Thursday, September 19, 2013

'Well, that's the end of the Booker prize, then'

Wednesday 18 September 2013   

Allowing US writers entry into the UK's most prestigious prize spells disaster, says Philip Hensher

This year's Booker prize shortlist
This year's Booker prize shortlist … clockwise from left: NoViolet Bulawayo, Jim Crace, Eleanor Catton, Colm Toibin, Jhumpa Lahiri and Ruth Ozeki

When the news that the Man Booker prize is to be opened up to the vast and dominant fields of the American novel broke this week, I heard of a well-known London agent who remarked succinctly: "Well, that's the end of the Booker, then." When eligibility shifts from the UK, Commonwealth, Ireland and Zimbabwe to English-language novels published in the UK, it is hard to see how the American novel will fail to dominate. Not through excellence, necessarily, but simply through an economic super-power exerting its own literary tastes, just as the British empire imposed the idea that Shakespeare was the greatest writer who ever lived throughout its 19th-century colonies. The tendency was already at work in this year's Booker shortlist, where a superficial multicultural aspect concealed a specifically North American taste. Jhumpa Lahiri's Lowland had fascinatingly airport-bestseller features, including the favourite trope of two brothers divided by the currents of history. NoViolet Bulawayo's We Need New Names dutifully covered all the external and societal concerns about African society that a creative writing student, or a devoted viewer of CNN's nightly special, might believe significant – NGO, exorcisms, corruption, the plight of the white Africans, etc. Ruth Ozeki's novel about Japan, A Tale for the Time Being, covered the cute aspect, the Salaryman aspect, the Buddhist aspect, the suicide aspect and so on in approved Murakami-esque tones. 

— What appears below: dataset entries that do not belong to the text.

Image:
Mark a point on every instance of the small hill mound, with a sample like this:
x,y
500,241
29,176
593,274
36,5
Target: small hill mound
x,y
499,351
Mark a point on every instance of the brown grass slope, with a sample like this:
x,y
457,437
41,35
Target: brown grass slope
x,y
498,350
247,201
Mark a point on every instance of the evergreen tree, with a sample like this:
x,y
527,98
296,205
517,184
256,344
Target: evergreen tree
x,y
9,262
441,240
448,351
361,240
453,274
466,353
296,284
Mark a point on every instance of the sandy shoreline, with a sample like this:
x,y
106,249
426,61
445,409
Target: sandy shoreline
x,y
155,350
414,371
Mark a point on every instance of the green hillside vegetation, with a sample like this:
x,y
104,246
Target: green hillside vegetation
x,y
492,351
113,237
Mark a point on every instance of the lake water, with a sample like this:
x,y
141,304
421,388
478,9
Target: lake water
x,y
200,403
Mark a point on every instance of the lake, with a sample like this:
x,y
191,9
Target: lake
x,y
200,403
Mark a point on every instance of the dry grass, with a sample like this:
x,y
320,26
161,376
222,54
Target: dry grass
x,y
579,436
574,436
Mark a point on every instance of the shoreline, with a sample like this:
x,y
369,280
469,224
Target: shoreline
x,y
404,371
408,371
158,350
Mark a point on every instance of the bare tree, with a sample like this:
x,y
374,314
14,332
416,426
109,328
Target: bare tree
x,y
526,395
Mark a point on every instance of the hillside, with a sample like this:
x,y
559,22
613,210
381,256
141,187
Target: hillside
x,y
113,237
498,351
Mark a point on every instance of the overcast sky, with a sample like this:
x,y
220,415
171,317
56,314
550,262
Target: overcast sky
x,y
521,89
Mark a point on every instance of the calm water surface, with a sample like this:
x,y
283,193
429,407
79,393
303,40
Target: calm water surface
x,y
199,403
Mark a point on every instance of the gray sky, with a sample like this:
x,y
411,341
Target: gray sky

Curiously, all these novels, effectively written by American-based authors about exotic places, were unable to do so without placing the exotic places in the reassuring context of an American suburb. The novel written by an Indian, living in India, about India, without reference to his later life in Cincinnati was dead this year. From next year, the floodgates open, and we can expect never to hear again from an Indian novelist.
The Commonwealth Writers' prize provides a cautionary tale: in 2011, they made the decision to stop the main prize, and just continue with a first novel prize. Two years later, this was abolished, too. All that remains of a once very useful prize is a short story competition to which nobody pays the slightest attention, and which, in 17 years, nobody of the slightest reputation has ever won.

The Booker has done a great deal of good in its 45 years. It has given novelists from a huge range of national traditions a wider readership, and has done so by its limits. It is just about confined enough in scope to allow every judge to read every book submitted – the year I judged the prize, in 2001, it was about 120 books in total, which was probably not far from the upper limit of possibility. Reading all the books gives the judges real freedom of movement apart from conventional taste. A prize that hands over a large part of the reading to a pre-reading panel, or that divides up the reading between judges, instantly loses a large part of its authority. I spoke to AS Byatt, who won the prize in 1990 for Possession. She made an important point about what will happen when the number of submissions increases next year. "The Booker prize is the only book prize that doesn't sift – odd things crop up. It's a major undertaking, every judge reading everything. This will no longer be possible."